I've been searching for an answer to this problem and I haven't found any duplicate, but excuse me if that's the case.
I want to find how many elements generate the cyclic group $\mathbb{Z}/p^r\mathbb{Z}$.
I have already proved that for $\mathbb{Z}/p\mathbb{Z}$ there are $\phi(p)=p-1$ generators, because the order of the coprime numbers to $p$ is exactly $p$.
However I am struggling with the cases $\mathbb{Z}/p^r\mathbb{Z}$ and $\mathbb{Z}/p^rq^s\mathbb{Z}$.
I would appreciate a lot if you could help me with this proof.
Thanks in advanced.
In general, a cyclic group $\mathbb{Z_n}$ (or if you prefer $\mathbb{Z}/n\mathbb{Z}$) has $\phi(n)$ generators. Let's prove it.
Lemma: if $gcd(a,n)=d$ then $\langle a\rangle=\langle d\rangle$ in $\mathbb{Z_n}$.
Proof: $d$ divides $a$ so it's obvious that $a\in\langle d\rangle$ and hence $\langle a\rangle\leq\langle d\rangle$. As for the other direction, note that $d=gcd(a,n)$ and hence there are $k,l\in\mathbb{Z}$ such that $ak+nl=d$. So that way in $\mathbb{Z_n}$ we have $ak=d$, so $d\in\langle a\rangle$ and hence $\langle d\rangle\leq\langle a\rangle$.

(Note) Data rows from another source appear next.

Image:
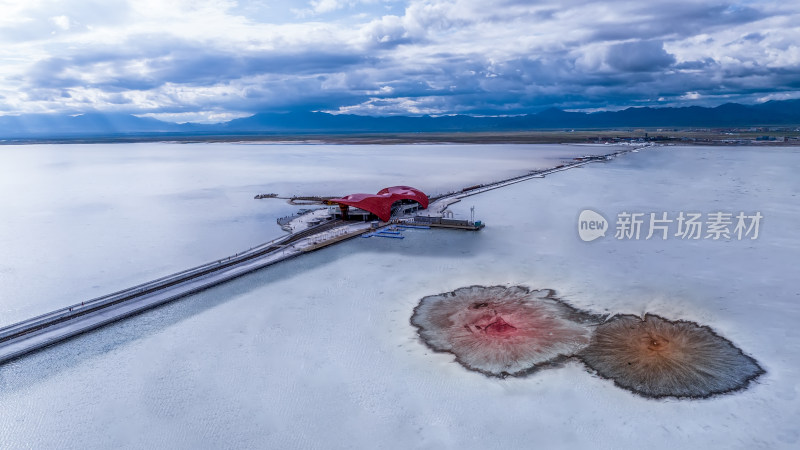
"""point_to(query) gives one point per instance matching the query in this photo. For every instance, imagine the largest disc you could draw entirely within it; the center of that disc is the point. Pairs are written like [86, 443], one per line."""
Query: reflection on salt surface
[276, 357]
[80, 221]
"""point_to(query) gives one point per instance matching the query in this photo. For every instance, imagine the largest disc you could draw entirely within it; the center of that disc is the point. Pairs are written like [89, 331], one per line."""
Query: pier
[47, 329]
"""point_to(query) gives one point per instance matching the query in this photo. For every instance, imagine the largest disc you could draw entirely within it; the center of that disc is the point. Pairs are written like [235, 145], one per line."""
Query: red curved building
[381, 203]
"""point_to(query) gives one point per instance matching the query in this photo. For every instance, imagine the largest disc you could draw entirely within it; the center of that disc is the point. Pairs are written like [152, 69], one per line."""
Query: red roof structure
[380, 204]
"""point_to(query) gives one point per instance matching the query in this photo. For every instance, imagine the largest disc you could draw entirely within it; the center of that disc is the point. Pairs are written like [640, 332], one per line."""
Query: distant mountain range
[33, 126]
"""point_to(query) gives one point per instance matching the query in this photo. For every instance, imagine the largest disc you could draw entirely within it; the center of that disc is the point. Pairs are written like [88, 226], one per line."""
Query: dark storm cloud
[455, 56]
[642, 56]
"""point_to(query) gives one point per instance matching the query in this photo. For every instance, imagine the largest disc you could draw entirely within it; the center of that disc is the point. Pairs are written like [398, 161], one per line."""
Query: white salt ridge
[318, 352]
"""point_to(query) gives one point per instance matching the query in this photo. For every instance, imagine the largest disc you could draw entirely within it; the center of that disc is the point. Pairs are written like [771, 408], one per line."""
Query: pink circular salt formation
[501, 330]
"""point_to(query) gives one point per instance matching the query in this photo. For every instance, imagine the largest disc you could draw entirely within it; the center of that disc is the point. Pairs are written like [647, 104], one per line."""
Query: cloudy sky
[215, 60]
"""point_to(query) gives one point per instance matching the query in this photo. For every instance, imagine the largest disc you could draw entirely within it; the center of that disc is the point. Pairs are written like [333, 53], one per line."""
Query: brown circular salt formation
[656, 357]
[500, 330]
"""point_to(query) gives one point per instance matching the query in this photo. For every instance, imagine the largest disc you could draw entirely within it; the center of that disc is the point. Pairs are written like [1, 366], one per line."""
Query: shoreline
[51, 328]
[711, 137]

Alright, so after we proved the lemma it's very easy to conclude that if $a\in\mathbb{Z_n}$ then $\langle a\rangle=\mathbb{Z_n}$ if and only if $gcd(a,n)=1$. So that way we get that the number of elements which generate $\mathbb{Z_n}$ is $\phi(n)$. For example, if $p$ is a prime then $\phi(p^r)=p^{r-1}(p-1)$ and that is the number of generators.